Ziggy From United States of America, joined Jun 2001, 178 posts, RR: 0
Reply 5, posted (12 years 10 months 1 week 4 days 17 hours ago) and read 3755 times:
Slats pertain to the leading edge of the wing and the capability of them being raised flush with the wing or lowered to create more airflow over the top of the wing. Basically think of flaps for the front of the wing.
Kohflot From , joined Dec 1969, posts, RR:
Reply 8, posted (12 years 10 months 1 week 4 days 12 hours ago) and read 3700 times:
The CRJ isn't any less capable in icing conditions than any other jet aircraft with a bleed air anti-ice system, as long as ice stays off the wing. You might have a bigger problem on your hands if it does start accumulating, but as long as everything's working right there's no problem.
I also don't think the CRJ has an issue with takeoff speeds. The airports y'all have mentioned (ATL, SLC) have nice long runways. That being the case, the crew can choose a lower thrust setting for takeoff.. which reduces the stress on the engines, but also makes for a longer takeoff roll. If the plane is operating out of shorter fields, they'll pick a higher setting and use less space. This is just a generalization and there are other factors that affect takeoff distance (temperature, density altitude, wind, etc.).. You also mentioned a hot airport and a hot-and-high airport. Any plane will have a longer takeoff roll from those places.
Landing is what's real fast on the airplane, and yes.. the plane does have the tendency to at least appear that it's pitching down on final approach. Some people joke that the plane is just flown into the ground with the gear down..

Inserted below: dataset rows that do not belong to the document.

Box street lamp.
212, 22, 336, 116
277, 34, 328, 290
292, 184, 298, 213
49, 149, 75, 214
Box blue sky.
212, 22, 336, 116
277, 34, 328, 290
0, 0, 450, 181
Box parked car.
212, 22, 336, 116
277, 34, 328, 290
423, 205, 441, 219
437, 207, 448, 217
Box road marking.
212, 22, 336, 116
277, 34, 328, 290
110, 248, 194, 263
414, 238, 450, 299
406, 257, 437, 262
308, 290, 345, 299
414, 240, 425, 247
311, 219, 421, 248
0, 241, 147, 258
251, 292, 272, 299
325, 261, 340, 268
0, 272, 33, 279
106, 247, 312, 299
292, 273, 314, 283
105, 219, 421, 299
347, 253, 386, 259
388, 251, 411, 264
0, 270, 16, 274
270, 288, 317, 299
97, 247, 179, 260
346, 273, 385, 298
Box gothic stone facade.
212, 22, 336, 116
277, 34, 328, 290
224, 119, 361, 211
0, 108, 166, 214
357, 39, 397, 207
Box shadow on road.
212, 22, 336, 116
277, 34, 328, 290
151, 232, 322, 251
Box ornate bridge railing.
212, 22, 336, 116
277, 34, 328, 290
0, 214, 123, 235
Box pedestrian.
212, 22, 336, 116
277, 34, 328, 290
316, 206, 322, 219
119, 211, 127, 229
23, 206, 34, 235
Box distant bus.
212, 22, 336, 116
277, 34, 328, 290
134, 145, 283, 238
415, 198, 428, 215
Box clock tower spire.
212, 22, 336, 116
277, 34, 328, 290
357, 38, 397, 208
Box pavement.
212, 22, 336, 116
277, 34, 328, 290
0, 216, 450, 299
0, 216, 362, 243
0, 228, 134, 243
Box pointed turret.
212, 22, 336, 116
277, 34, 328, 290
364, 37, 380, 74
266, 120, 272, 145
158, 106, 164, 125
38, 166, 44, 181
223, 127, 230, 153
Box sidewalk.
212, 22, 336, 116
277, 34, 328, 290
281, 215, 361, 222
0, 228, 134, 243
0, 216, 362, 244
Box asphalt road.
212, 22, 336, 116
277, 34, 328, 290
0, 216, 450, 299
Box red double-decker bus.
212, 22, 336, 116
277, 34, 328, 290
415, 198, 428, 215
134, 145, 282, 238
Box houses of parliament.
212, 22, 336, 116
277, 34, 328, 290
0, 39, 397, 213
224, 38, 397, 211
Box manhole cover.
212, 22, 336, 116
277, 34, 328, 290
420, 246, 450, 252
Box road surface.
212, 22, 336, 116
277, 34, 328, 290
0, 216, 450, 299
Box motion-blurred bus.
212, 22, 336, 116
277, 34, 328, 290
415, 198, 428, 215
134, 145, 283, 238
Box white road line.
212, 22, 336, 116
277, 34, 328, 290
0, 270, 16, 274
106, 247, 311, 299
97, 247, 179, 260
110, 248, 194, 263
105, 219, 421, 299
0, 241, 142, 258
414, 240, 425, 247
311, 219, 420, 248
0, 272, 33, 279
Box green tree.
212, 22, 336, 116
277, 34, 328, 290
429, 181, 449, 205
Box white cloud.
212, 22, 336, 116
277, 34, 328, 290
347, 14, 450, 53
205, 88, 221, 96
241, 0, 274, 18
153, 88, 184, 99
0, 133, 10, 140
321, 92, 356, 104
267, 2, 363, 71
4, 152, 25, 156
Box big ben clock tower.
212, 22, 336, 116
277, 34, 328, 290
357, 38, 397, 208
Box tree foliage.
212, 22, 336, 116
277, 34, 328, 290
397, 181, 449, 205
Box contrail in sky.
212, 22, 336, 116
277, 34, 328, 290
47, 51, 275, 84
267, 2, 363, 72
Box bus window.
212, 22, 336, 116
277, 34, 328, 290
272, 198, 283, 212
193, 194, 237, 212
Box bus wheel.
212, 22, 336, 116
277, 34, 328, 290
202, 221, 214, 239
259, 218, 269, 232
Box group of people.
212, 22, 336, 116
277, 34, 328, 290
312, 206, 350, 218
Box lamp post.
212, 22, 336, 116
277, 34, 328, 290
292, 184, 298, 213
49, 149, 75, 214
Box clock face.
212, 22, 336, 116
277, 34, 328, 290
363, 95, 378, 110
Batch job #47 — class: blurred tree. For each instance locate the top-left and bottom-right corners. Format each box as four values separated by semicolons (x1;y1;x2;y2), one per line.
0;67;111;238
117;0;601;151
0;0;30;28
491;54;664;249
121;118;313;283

The fact (or in some cases, perception) that the CRJ has issues with takeoff/approach speeds and icing is due to the fact that the it has what's called a "critical wing". It's kind of a fancy term, but can be boiled down to this.. it's critical to keep a good, steady flow of air over it. The wing is thin, and rather skinny.. as a result, it's great in the cruise.. nice and fast. The problem is the smaller surface size means it requires more airflow to do the same job a larger wing can do with less. As mentioned earlier, slats would help quite a bit in slowing the plane down on approach, but it's still got that little, skinny wing that wants a lot of wind to do its job.

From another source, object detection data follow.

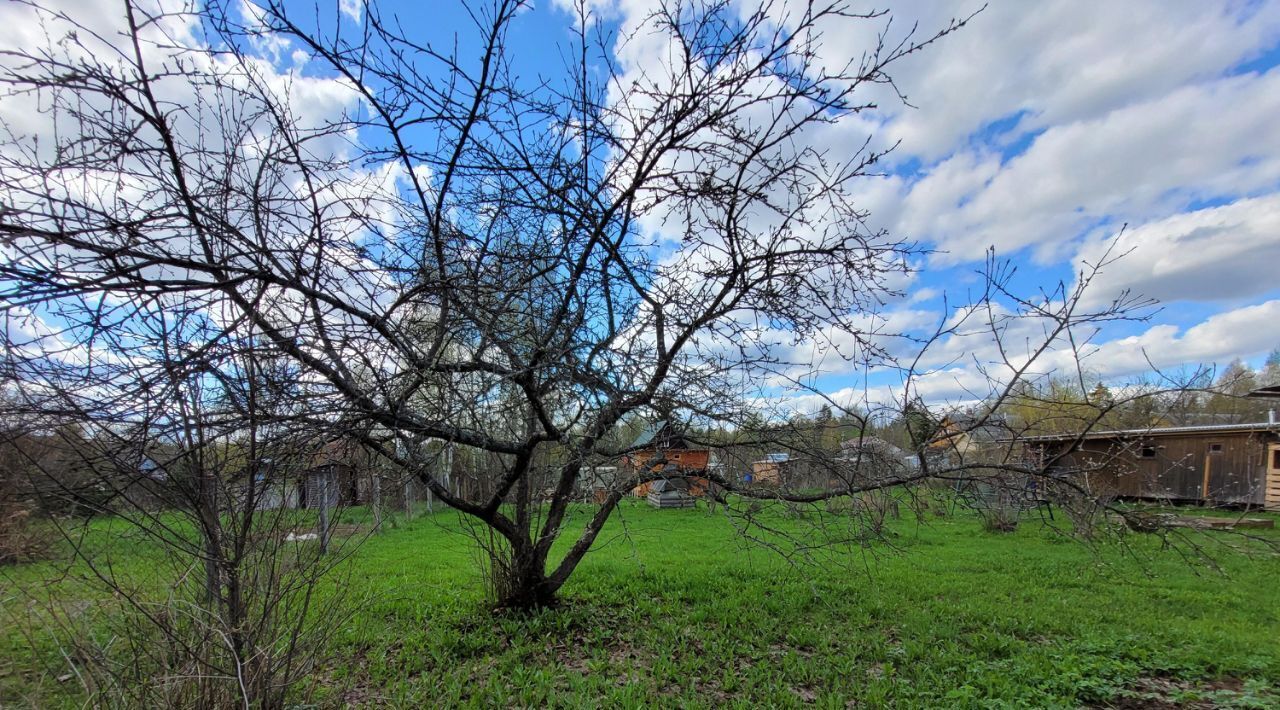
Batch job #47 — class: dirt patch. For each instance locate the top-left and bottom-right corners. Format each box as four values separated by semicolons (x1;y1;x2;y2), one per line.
1093;677;1245;710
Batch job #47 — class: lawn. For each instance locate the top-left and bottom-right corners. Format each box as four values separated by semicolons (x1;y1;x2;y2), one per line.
0;504;1280;707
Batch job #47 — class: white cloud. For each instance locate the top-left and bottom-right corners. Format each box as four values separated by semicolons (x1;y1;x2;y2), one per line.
1075;193;1280;304
902;69;1280;264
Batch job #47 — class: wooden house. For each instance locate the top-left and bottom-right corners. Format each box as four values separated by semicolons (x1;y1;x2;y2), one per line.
748;452;795;486
623;421;710;498
1027;422;1280;510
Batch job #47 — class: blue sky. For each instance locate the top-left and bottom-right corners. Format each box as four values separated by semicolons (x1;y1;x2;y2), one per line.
483;0;1280;402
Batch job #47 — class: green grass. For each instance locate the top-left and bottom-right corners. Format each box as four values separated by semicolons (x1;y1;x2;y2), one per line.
0;504;1280;707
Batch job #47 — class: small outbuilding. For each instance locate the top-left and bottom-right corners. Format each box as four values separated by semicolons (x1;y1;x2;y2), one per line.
1027;422;1280;510
623;421;712;501
645;478;696;508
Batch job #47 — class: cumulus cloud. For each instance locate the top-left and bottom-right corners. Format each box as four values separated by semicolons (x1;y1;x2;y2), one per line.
1075;193;1280;304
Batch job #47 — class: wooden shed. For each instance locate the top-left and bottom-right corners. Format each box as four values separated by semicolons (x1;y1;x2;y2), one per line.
623;421;712;498
1028;422;1280;510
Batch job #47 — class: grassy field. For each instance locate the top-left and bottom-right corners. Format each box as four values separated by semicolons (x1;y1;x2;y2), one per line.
0;504;1280;707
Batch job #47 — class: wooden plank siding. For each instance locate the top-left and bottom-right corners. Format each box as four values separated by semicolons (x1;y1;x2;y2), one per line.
1039;430;1280;507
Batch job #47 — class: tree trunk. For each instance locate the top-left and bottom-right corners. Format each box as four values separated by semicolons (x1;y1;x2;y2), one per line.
495;550;559;611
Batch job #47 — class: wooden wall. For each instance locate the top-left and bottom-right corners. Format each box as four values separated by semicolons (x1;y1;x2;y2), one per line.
1043;431;1276;505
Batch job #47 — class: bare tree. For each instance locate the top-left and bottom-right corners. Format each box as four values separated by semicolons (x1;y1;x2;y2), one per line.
0;0;1249;621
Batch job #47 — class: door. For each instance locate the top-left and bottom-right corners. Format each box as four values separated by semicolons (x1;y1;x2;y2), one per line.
1263;444;1280;510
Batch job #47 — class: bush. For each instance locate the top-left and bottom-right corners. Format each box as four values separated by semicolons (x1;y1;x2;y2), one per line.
0;501;49;564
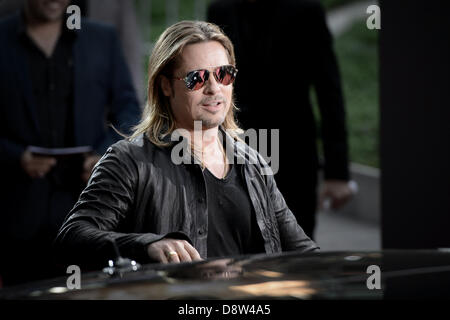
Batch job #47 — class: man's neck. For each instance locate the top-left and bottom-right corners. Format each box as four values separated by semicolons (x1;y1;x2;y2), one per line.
26;13;62;57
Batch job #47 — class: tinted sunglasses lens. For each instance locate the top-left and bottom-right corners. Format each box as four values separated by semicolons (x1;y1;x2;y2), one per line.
185;70;208;90
215;66;236;86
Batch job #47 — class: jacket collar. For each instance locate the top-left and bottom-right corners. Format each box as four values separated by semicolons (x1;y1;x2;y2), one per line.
157;125;250;164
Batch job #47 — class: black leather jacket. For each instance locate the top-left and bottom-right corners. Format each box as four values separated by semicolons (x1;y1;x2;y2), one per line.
56;131;319;265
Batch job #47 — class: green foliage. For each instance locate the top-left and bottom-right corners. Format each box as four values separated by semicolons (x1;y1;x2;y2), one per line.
335;20;379;167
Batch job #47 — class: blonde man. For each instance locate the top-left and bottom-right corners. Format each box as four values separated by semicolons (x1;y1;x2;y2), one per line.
56;21;318;264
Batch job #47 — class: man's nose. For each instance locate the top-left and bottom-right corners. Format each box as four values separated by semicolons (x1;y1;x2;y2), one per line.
203;73;221;94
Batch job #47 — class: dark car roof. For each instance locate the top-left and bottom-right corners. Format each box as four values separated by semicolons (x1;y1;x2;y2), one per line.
0;250;450;300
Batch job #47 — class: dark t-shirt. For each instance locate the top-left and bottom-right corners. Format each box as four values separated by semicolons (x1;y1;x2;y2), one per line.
203;164;264;258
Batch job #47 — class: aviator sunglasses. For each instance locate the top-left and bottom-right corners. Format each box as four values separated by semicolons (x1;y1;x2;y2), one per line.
174;65;238;91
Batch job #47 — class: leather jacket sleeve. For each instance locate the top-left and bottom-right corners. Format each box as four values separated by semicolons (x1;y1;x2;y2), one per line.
55;147;192;268
258;155;320;253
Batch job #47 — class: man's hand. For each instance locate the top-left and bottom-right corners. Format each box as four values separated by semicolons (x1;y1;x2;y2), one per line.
20;150;56;179
319;180;354;210
147;238;202;263
81;155;101;183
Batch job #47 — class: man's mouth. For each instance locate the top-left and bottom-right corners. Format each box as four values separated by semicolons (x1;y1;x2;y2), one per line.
201;101;223;112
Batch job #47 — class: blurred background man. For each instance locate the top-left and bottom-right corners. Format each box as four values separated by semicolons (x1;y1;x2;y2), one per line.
207;0;352;237
0;0;140;285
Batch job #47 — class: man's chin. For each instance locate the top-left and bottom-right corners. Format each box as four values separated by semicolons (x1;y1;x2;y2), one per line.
196;118;225;129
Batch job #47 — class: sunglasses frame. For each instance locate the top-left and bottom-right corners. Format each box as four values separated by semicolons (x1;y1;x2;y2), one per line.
173;64;238;91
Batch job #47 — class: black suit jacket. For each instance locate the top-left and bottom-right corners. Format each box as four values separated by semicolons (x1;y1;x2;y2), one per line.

CV640 From United States of America, joined Aug 2000, 952 posts, RR: 5
Reply 10, posted (12 years 10 months 1 week 4 days 3 hours ago) and read 3639 times:
The reason for no slats was to keep the wing as efficient and clean as possible. even with slats flush they do give some drag, os that was the main reason. As for runway requiremenst, they aren't that bad. Landing requiremenst are actually quite short. As for take off, yes at heavier weight it can be quite long, but we routinely fly them in and out of 6000 (even a few slightly shorter) foot strips with ful loads, although we couldn't go at the aircrafts max range.